坂本龍一さんの「aqua」は、1998年にリリースされたアルバム「BTTB」(Back To The Basicの略, オリコン18位)に収録されています。

作曲:坂本龍一

「BTTB」は坂本龍一さん自身の原点であるピアノ音楽を中心にした全14曲のアルバムで、坂本龍一さんは「aqua」について次のようにコメントしています。

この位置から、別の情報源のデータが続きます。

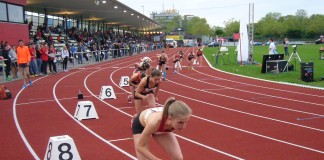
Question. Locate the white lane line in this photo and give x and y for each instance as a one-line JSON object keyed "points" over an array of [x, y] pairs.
{"points": [[282, 83], [125, 107], [84, 126], [192, 141], [238, 111], [240, 99], [260, 135], [208, 147], [49, 100], [267, 95], [21, 133], [122, 139]]}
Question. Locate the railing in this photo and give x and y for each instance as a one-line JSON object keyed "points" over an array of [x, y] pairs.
{"points": [[90, 57]]}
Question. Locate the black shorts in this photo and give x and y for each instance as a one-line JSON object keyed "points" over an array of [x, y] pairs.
{"points": [[137, 127], [23, 65], [144, 94], [14, 64], [161, 63]]}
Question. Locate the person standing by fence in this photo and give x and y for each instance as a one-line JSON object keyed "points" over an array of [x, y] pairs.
{"points": [[23, 58]]}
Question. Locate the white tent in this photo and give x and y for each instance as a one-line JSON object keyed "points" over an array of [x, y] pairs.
{"points": [[243, 44]]}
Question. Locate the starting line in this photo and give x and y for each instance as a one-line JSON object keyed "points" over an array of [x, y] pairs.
{"points": [[309, 118]]}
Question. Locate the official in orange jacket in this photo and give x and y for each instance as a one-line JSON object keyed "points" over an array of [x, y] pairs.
{"points": [[23, 58]]}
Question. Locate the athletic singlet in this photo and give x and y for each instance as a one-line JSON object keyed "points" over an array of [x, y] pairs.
{"points": [[138, 79], [147, 88], [162, 124], [177, 58], [191, 56], [199, 52], [162, 61]]}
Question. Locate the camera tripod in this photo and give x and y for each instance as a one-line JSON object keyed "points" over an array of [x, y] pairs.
{"points": [[294, 56]]}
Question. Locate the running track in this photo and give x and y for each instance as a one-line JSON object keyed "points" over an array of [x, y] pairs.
{"points": [[233, 117]]}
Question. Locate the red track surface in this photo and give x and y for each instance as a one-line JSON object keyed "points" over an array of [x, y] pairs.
{"points": [[234, 117]]}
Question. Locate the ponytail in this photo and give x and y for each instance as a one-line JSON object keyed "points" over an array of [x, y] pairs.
{"points": [[174, 108]]}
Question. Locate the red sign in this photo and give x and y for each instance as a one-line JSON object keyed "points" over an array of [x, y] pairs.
{"points": [[236, 36]]}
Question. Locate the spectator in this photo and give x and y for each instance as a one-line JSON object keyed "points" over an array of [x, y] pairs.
{"points": [[14, 64], [23, 57], [33, 64], [7, 60]]}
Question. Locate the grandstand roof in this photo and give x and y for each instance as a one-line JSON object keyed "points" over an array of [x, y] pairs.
{"points": [[96, 10]]}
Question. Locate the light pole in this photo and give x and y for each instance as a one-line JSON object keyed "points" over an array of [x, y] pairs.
{"points": [[143, 9]]}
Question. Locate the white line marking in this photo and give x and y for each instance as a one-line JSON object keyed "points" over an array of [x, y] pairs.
{"points": [[213, 84], [21, 133], [260, 135], [84, 126], [125, 107], [200, 144], [211, 148], [255, 115], [49, 100], [285, 83], [123, 139], [268, 105]]}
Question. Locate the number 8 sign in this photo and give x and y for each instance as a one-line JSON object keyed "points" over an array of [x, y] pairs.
{"points": [[61, 148]]}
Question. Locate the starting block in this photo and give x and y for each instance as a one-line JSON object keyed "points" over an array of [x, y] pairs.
{"points": [[61, 147], [107, 92], [124, 81], [85, 110]]}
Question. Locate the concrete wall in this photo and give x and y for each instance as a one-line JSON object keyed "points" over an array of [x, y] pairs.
{"points": [[12, 32]]}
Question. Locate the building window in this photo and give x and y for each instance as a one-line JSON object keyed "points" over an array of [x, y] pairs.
{"points": [[3, 13], [11, 13], [16, 13]]}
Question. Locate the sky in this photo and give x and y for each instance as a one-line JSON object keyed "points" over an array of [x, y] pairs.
{"points": [[216, 12]]}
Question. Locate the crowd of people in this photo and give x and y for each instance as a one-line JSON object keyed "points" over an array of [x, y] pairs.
{"points": [[157, 122]]}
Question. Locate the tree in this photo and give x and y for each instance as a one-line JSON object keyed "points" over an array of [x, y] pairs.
{"points": [[198, 26]]}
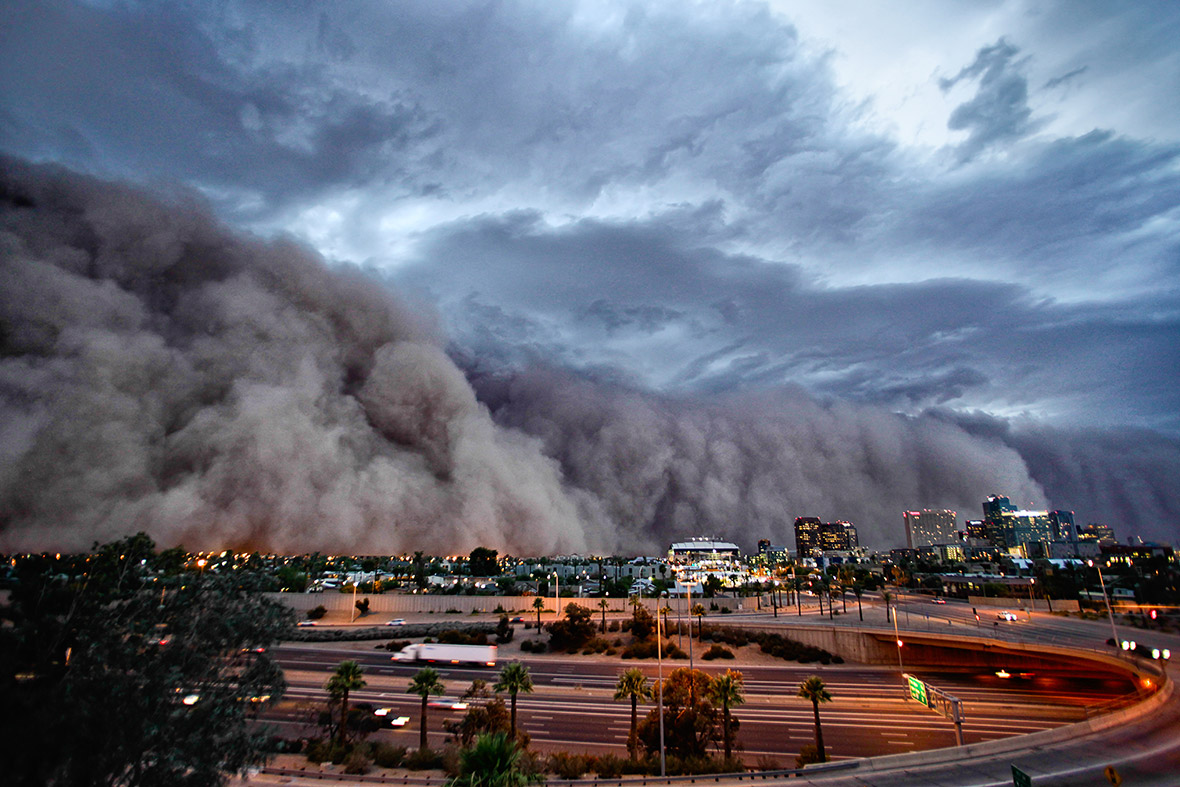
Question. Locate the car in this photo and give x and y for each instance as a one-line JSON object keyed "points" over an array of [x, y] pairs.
{"points": [[393, 721], [448, 703]]}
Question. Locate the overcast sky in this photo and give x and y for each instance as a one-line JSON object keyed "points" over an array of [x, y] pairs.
{"points": [[909, 205]]}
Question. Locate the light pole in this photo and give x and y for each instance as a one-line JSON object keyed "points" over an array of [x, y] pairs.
{"points": [[557, 596], [898, 638], [660, 695], [1114, 633]]}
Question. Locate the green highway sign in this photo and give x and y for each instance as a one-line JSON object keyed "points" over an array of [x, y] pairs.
{"points": [[917, 690]]}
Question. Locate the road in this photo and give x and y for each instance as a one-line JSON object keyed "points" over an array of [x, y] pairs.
{"points": [[571, 707]]}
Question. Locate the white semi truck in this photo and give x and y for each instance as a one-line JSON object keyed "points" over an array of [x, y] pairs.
{"points": [[437, 651]]}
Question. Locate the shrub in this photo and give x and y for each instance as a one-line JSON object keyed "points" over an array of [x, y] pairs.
{"points": [[807, 755], [569, 766], [386, 755], [608, 766], [424, 760], [356, 762]]}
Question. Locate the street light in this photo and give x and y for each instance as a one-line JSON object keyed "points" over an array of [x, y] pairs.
{"points": [[1114, 633], [663, 771]]}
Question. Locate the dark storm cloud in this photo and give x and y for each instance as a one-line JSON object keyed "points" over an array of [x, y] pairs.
{"points": [[663, 196], [1126, 478], [998, 111], [159, 373], [964, 342]]}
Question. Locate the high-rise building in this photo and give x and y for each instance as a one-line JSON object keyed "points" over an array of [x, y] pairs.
{"points": [[928, 528], [807, 539], [1093, 532], [1014, 530], [837, 536], [1063, 526]]}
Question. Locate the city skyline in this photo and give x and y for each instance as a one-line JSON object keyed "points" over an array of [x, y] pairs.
{"points": [[578, 276]]}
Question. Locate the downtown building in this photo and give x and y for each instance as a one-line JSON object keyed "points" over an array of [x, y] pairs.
{"points": [[814, 536], [930, 528], [1028, 533]]}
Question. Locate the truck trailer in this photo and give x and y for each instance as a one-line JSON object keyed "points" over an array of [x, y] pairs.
{"points": [[439, 653]]}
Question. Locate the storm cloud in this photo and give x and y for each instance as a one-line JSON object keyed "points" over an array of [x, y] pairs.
{"points": [[159, 373], [948, 230]]}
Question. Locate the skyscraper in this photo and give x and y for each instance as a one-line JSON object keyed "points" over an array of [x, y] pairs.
{"points": [[807, 538], [929, 526]]}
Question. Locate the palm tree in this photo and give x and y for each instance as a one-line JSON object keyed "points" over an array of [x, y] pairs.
{"points": [[513, 679], [492, 761], [813, 689], [699, 611], [633, 684], [346, 679], [424, 683], [726, 689]]}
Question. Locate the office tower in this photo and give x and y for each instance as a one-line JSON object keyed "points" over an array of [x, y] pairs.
{"points": [[929, 526]]}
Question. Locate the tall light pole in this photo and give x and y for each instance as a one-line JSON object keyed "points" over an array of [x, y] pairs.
{"points": [[663, 771], [557, 596], [1114, 633]]}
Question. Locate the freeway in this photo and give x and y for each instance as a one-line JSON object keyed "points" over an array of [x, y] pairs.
{"points": [[572, 707]]}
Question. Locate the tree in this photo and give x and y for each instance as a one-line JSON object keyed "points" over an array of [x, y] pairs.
{"points": [[113, 674], [692, 722], [726, 690], [574, 631], [485, 714], [424, 683], [633, 684], [345, 680], [483, 562], [813, 689], [493, 761], [515, 679]]}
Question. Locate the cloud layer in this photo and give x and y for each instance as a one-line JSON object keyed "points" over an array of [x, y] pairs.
{"points": [[162, 373], [922, 218]]}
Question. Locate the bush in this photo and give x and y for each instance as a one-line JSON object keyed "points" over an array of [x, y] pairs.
{"points": [[609, 766], [356, 762], [641, 649], [568, 766], [386, 755], [424, 760], [718, 651], [807, 755]]}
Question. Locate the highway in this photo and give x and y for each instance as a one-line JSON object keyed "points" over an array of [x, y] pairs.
{"points": [[571, 707]]}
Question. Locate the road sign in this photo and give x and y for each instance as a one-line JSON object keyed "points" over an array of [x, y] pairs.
{"points": [[917, 689]]}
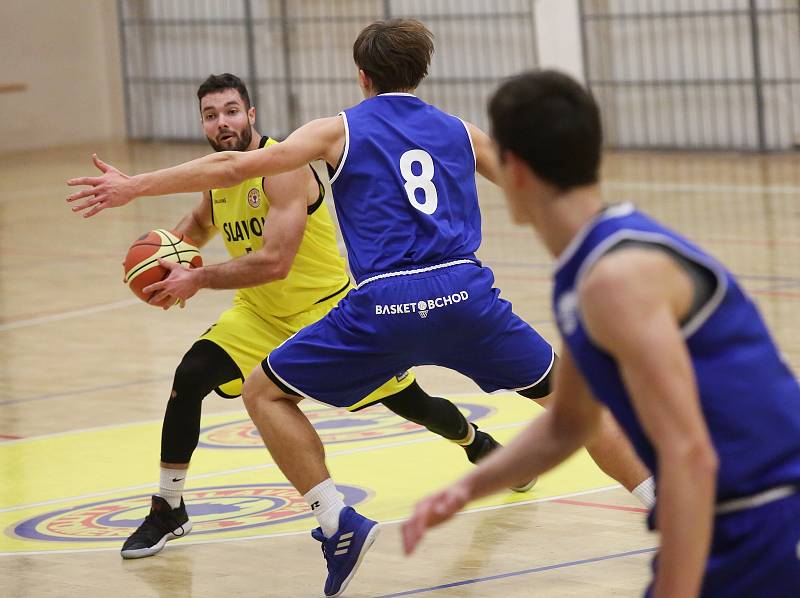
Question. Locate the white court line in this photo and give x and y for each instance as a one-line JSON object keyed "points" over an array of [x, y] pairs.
{"points": [[748, 189], [68, 315], [213, 474], [305, 532]]}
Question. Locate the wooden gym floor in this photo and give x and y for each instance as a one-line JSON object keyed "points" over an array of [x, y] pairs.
{"points": [[86, 369]]}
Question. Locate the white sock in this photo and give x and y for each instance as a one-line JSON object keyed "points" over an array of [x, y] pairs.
{"points": [[170, 485], [646, 492], [326, 503]]}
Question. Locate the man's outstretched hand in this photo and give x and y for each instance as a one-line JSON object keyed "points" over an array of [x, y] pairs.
{"points": [[432, 511], [110, 190]]}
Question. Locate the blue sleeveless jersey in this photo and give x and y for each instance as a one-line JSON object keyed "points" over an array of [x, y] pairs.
{"points": [[749, 397], [405, 188]]}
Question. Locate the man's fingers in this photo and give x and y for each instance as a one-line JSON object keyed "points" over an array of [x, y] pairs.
{"points": [[153, 288], [169, 265], [85, 180], [99, 207], [88, 192]]}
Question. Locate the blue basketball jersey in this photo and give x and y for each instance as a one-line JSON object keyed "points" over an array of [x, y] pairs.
{"points": [[405, 187], [749, 397]]}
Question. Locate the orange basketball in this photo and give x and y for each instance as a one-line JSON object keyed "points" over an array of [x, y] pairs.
{"points": [[141, 263]]}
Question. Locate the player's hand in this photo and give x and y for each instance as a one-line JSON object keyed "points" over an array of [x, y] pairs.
{"points": [[181, 285], [432, 511], [110, 190]]}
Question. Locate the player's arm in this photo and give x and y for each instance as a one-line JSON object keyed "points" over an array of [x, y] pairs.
{"points": [[289, 195], [632, 301], [546, 442], [198, 224], [322, 138], [485, 155]]}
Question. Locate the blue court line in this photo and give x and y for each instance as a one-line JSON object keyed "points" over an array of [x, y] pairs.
{"points": [[551, 266], [517, 573], [81, 391]]}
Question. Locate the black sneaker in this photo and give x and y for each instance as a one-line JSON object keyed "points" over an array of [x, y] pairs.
{"points": [[162, 524], [484, 444]]}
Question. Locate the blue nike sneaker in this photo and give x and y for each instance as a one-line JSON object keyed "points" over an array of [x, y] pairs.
{"points": [[345, 550]]}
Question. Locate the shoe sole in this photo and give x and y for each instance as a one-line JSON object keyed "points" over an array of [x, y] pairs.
{"points": [[525, 487], [140, 553], [373, 533]]}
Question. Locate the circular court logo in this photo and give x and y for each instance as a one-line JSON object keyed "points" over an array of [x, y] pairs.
{"points": [[333, 426], [213, 509]]}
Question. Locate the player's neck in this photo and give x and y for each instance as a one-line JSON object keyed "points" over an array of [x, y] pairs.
{"points": [[563, 215], [371, 93], [255, 141]]}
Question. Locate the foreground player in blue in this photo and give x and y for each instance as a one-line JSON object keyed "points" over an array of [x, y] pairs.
{"points": [[662, 334], [403, 177]]}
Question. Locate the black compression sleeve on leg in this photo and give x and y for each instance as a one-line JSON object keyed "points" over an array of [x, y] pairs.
{"points": [[439, 415], [204, 367]]}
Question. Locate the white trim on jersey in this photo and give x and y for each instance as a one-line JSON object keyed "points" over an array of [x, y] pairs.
{"points": [[415, 271], [617, 211], [346, 147], [705, 312], [542, 377], [471, 145]]}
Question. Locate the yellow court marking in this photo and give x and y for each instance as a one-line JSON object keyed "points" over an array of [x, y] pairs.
{"points": [[89, 489]]}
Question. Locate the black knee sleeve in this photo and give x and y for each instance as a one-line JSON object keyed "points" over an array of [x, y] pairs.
{"points": [[439, 415], [204, 367], [545, 385]]}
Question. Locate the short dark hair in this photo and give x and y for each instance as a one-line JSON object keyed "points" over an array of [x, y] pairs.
{"points": [[552, 123], [221, 82], [394, 53]]}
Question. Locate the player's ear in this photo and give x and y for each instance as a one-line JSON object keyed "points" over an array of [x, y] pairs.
{"points": [[364, 80]]}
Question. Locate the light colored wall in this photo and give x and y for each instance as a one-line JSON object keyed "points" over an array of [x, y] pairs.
{"points": [[558, 36], [67, 53]]}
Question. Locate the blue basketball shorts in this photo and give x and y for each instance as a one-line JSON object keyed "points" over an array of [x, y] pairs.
{"points": [[755, 553], [449, 316]]}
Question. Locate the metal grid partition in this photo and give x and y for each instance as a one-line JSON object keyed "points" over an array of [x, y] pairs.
{"points": [[695, 74], [296, 56]]}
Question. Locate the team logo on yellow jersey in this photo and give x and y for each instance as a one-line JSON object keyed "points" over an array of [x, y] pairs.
{"points": [[254, 198], [212, 509], [334, 426]]}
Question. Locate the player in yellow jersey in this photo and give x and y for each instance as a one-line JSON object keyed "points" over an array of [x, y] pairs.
{"points": [[289, 273]]}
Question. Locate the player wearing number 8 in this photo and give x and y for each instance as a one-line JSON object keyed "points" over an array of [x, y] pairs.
{"points": [[403, 177]]}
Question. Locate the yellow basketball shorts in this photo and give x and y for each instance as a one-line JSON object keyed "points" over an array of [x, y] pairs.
{"points": [[249, 335]]}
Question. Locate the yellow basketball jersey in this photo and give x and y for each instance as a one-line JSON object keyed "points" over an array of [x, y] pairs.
{"points": [[318, 271]]}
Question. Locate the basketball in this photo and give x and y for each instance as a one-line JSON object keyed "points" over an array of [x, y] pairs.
{"points": [[141, 262]]}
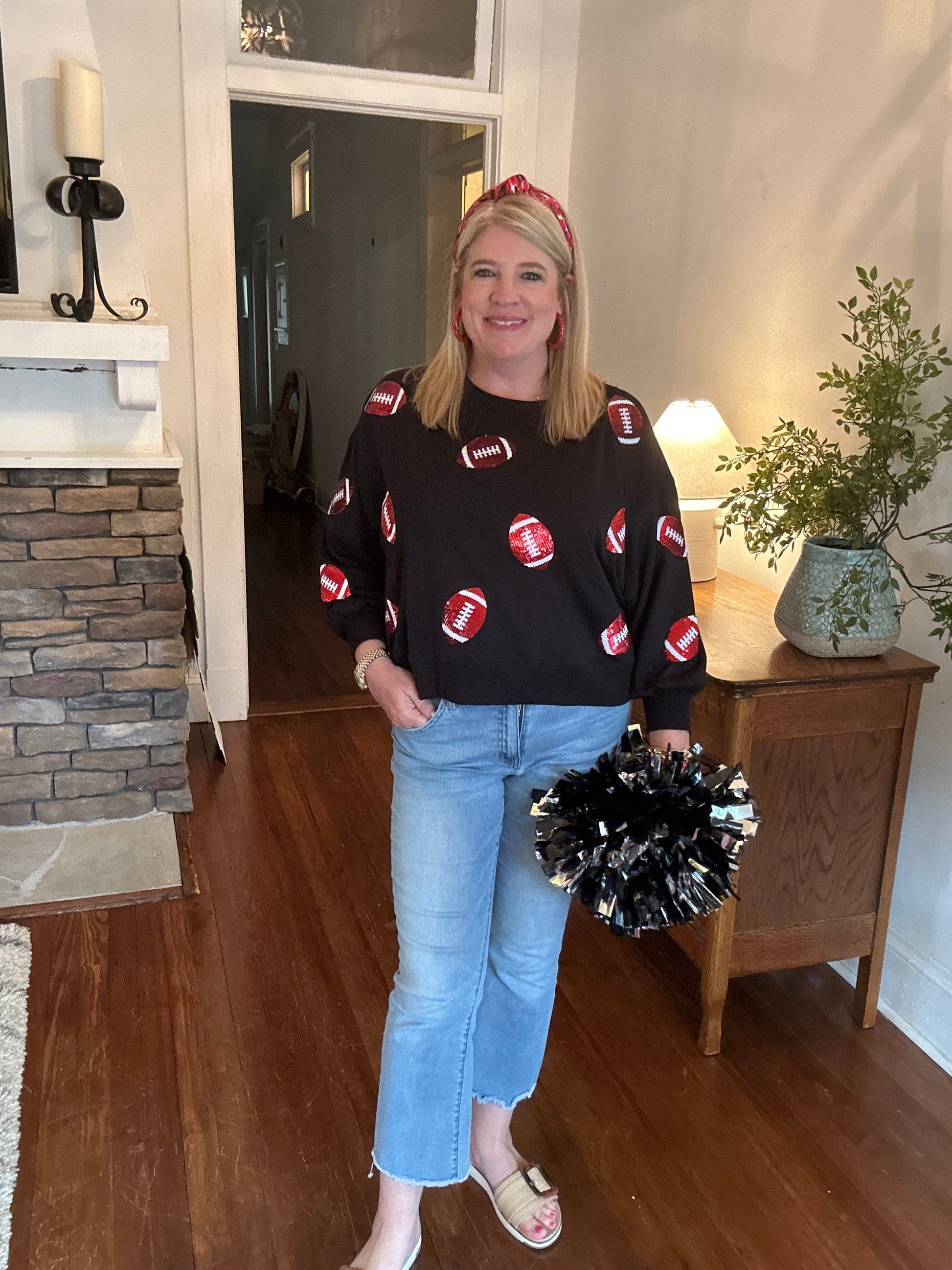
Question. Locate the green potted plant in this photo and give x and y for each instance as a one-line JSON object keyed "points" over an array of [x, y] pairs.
{"points": [[843, 597]]}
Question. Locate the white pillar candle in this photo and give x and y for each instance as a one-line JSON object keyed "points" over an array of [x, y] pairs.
{"points": [[80, 112]]}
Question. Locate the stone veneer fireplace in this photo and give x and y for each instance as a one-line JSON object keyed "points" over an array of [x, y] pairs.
{"points": [[93, 699]]}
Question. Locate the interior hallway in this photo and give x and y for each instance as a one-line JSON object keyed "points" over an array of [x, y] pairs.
{"points": [[294, 658], [201, 1074]]}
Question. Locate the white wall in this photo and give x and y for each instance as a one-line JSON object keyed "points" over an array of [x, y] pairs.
{"points": [[731, 163], [140, 56], [144, 253]]}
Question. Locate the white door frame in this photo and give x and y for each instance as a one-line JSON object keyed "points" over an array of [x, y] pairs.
{"points": [[503, 95]]}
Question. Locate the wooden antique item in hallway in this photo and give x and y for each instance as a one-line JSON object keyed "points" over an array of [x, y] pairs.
{"points": [[827, 747]]}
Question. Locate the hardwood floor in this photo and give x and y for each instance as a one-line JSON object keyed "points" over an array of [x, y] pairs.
{"points": [[293, 656], [201, 1074]]}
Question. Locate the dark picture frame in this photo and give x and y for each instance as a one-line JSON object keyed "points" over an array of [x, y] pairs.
{"points": [[9, 283]]}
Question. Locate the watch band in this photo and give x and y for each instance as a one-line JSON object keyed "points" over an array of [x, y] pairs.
{"points": [[361, 669]]}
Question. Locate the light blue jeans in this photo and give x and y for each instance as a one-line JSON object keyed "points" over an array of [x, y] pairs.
{"points": [[480, 926]]}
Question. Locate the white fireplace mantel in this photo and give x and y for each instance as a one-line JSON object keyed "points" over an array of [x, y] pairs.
{"points": [[74, 393]]}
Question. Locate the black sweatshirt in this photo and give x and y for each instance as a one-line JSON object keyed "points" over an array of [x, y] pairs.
{"points": [[503, 571]]}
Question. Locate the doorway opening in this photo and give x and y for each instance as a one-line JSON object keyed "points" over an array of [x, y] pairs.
{"points": [[343, 230]]}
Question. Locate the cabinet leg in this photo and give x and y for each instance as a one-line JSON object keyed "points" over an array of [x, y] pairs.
{"points": [[866, 997], [715, 974]]}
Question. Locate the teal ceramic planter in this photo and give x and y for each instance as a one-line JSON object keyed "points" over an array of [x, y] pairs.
{"points": [[820, 568]]}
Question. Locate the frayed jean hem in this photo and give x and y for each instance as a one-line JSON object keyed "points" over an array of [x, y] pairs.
{"points": [[498, 1103], [418, 1181]]}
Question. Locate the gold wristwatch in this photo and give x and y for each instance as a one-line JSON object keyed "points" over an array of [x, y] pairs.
{"points": [[361, 669]]}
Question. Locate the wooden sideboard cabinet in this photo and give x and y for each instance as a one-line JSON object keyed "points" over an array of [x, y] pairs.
{"points": [[825, 744]]}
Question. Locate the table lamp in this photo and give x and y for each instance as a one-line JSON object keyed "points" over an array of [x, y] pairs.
{"points": [[693, 436]]}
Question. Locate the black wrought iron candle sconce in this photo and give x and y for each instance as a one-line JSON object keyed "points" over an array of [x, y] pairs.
{"points": [[84, 196]]}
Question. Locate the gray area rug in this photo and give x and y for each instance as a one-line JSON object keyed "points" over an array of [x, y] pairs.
{"points": [[14, 982]]}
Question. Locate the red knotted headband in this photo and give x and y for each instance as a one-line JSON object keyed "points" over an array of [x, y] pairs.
{"points": [[518, 186]]}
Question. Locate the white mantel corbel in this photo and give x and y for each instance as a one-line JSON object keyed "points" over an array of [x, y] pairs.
{"points": [[78, 392]]}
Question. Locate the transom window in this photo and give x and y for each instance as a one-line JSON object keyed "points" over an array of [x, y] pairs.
{"points": [[432, 37]]}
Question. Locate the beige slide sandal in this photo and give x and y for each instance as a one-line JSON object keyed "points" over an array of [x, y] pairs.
{"points": [[517, 1198]]}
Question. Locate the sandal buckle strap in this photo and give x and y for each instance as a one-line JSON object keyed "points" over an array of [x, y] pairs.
{"points": [[539, 1183]]}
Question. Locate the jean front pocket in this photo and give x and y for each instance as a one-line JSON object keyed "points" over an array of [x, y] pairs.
{"points": [[442, 705]]}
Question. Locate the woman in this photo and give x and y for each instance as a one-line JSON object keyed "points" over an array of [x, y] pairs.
{"points": [[504, 558]]}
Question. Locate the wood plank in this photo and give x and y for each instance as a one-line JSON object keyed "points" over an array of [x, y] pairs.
{"points": [[819, 851], [351, 701], [803, 945], [32, 1092], [293, 653], [224, 1051], [867, 989], [150, 1216], [229, 1217], [89, 903], [74, 1184], [851, 708], [746, 652]]}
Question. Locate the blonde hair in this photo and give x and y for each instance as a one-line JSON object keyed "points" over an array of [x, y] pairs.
{"points": [[575, 398]]}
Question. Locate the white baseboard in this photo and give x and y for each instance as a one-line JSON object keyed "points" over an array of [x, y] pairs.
{"points": [[916, 996]]}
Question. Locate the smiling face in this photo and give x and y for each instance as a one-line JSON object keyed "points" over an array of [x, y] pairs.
{"points": [[509, 299]]}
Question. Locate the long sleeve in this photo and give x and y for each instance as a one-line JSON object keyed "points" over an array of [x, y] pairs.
{"points": [[669, 656], [353, 572]]}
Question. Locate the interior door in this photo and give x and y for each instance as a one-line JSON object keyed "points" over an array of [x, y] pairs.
{"points": [[261, 325]]}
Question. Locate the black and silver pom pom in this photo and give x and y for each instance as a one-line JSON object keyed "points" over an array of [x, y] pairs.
{"points": [[648, 837]]}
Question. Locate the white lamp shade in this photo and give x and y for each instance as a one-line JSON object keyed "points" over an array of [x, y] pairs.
{"points": [[693, 436]]}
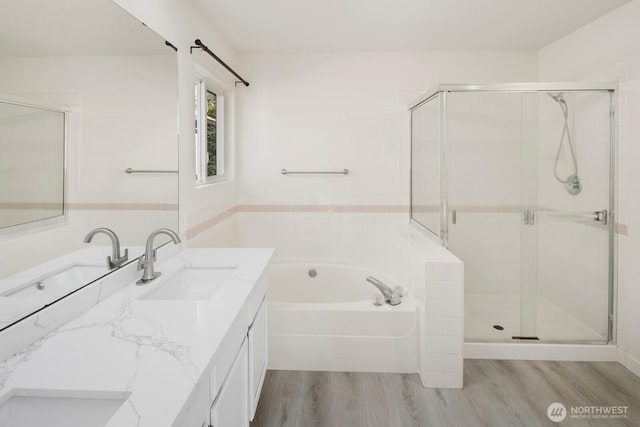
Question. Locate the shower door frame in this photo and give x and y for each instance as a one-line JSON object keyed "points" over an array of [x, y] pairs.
{"points": [[444, 90]]}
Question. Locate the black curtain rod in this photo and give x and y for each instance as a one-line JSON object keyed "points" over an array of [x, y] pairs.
{"points": [[200, 45], [167, 43]]}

「娘の坂本美雨のアルバムに入れるつもりで作った曲です。なので、こっちはカバー。カバーの方がオリジナルより先に出てしまうという珍しい状況になってしまいましたが…。美雨の声というのは、ビブラートがなくて、ちょっとニューエイジ系というか、ヒーリング的な要素が強い声なので、意識的にそれっぽい曲を作りました。これは、シンセであれこれ弾いて作ったんですが、僕には珍しく、非常に素直な、シンプルなコード使いになっています。自分のためにはまず作らないだろうな、いうタイプの曲ですね。」

次の動画は、TBSの報道番組「筑紫哲也のNews23」で演奏されたもので、筑紫哲也さんも映っています。自分もこの演奏をオンエアで見たような記憶があります。
坂本龍一さんは、文芸誌「新潮」の7月号から始まる連載「ぼくはあと何回、満月を見るだろう」において、最近の活動や闘病生活を振り返り、
「せっかく生きながらえたのだから、敬愛するバッハやドビュッシーのように最後の瞬間まで音楽を作れたらと願っています」などとコメントしているそうです。
代表曲にまでなった「戦場のメリークリスマス」のメロディーはわずか30秒程度で思いついたそうで、1分でも命が延びれば新たな曲が生まれるという考えを持って、絶望的な状況にありながら体調が優れないときも、たとえ短い時間でもピアノに向かって、創作活動に打ち込んでいるそうです。
これからも良い音楽を素晴らしい音楽を世のなかに送り出して欲しいものです。

坂本龍一 (1952/1/17生まれ)
1978年~1984年にYMO(イエロー・マジック・オーケストラ)を細野晴臣、高橋幸宏と結成。
1983年の映画「戦場のメリークリスマス」で英国アカデミー賞の作曲賞を受賞。
1987年の映画「ラストエンペラー」でアカデミー賞「作曲賞」を受賞し、1989年のグラミー賞では「最優秀オリジナル映画音楽アルバム賞」を受賞。
1993年にYMO再結成。
1999年、ピアノソロ曲「エナジー・フロー」を収録したマキシシングル「ウラBTTB」がインストゥルメンタルとして初のオリコンチャート1位を記録。